濱田:「今回はCREAS Proの高画質処理で3Dの立体感向上を実現させることが大きなテーマでした。それに合わせて、従来からあるコントラストリマスターも3D対応に合わせて設計から新規にやり直しています」

 「コントラストリマスター」は、映像のコントラスト感を改善する機能だが、一般的なガンマ補正の調整とは異なる(ガンマ補正に近い動作をする機能はクリアブラック)。映像のヒストグラムなどを分析し、映像のダイナミックレンジを十分に使い切っていないシーンで明暗の幅を拡大するといった動作をする。

「コントラストリマスター」の画質比較。左が0(オフ)で、右が4(最大)。映像のコントラスト感は高まっているが、黒潰れや白飛びなどの発生が少ないことが特徴

 従来は黒浮きの改善が主体だったのだが、今回は白沈みの改善も積極的に行なうようになっており、より明暗の幅が広い映像を再現できる。これは3D映像の陰影を強め、立体感を高めることが目的だが、3Dメガネを通過することで明るさが低減して元気のない映像に感じてしまう点を改善する効果もある。

 明るさのピークを拡張することで、3D映像でも明るく見やすい映像が再現できるようになったというわけだ。もちろん白飛びが発生してしまうようなことも少ない。
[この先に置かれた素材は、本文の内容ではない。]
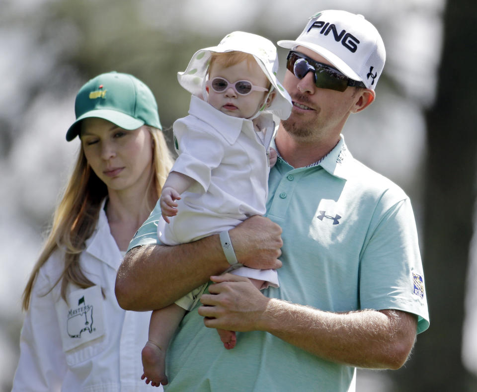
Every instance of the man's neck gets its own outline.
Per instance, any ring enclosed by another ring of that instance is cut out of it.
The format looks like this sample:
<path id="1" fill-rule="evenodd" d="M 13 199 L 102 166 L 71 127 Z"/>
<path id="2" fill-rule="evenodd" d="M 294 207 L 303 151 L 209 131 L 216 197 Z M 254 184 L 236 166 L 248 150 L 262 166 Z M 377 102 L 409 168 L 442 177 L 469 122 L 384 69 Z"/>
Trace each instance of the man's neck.
<path id="1" fill-rule="evenodd" d="M 295 168 L 318 161 L 333 150 L 339 141 L 339 135 L 333 140 L 299 138 L 288 133 L 281 124 L 275 140 L 280 156 Z"/>

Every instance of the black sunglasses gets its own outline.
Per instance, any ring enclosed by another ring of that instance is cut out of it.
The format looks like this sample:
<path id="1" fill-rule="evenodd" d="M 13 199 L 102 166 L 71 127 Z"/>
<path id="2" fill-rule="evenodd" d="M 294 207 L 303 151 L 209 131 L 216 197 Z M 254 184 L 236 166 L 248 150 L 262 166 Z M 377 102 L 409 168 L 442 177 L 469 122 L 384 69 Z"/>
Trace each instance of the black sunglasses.
<path id="1" fill-rule="evenodd" d="M 315 84 L 320 88 L 329 88 L 342 92 L 348 86 L 366 87 L 362 81 L 350 79 L 336 68 L 315 61 L 293 50 L 289 52 L 287 57 L 287 69 L 299 79 L 303 79 L 310 71 L 313 71 Z"/>

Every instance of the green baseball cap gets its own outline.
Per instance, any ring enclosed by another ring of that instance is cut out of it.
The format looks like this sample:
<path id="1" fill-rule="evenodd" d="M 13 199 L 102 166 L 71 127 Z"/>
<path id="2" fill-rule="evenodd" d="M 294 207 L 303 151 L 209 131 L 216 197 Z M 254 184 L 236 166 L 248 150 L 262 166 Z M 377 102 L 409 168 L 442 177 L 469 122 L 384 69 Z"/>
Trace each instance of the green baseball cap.
<path id="1" fill-rule="evenodd" d="M 132 75 L 115 71 L 93 78 L 80 89 L 75 102 L 76 121 L 66 133 L 70 142 L 80 134 L 81 120 L 107 120 L 124 129 L 145 124 L 162 129 L 152 91 Z"/>

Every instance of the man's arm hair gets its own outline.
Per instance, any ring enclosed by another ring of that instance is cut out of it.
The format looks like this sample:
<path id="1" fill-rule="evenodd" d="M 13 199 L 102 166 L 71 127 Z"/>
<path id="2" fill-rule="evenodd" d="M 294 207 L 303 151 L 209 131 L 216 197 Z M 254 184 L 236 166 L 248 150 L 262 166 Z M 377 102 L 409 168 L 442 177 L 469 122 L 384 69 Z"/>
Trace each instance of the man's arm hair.
<path id="1" fill-rule="evenodd" d="M 230 230 L 238 262 L 250 268 L 278 268 L 283 244 L 280 226 L 254 216 Z M 126 255 L 116 277 L 118 303 L 124 309 L 160 309 L 230 267 L 219 235 L 169 246 L 142 245 Z"/>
3Dエンハンスの調整画面。0(オフ)/1/2/3/4の4段階で、効果の度合いを調整できる

3Dエンハンスの調整画面。0(オフ)/1/2/3/4の4段階で、効果の度合いを調整できる

 そして3Dエンハンスは3D映像の左右の映像を比較し、被写体が前に出て、ぼやけた背景が奥に引っ込むような典型的なシーンで、前に出る被写体だけを鮮明に再現することで、ぼやけた背景との立体感をより明瞭に再現するもの。

 コントラストマスター3Dにも言えることだが、基本的に元の映像の不足を補う方向で処理が行なわれるため、コントラストが強すぎてギラギラするとか、不自然に飛び出し感が強調されるようなことはない。あくまでも自然な映像の質感を維持したまま、映像の表現力が広がる印象だ。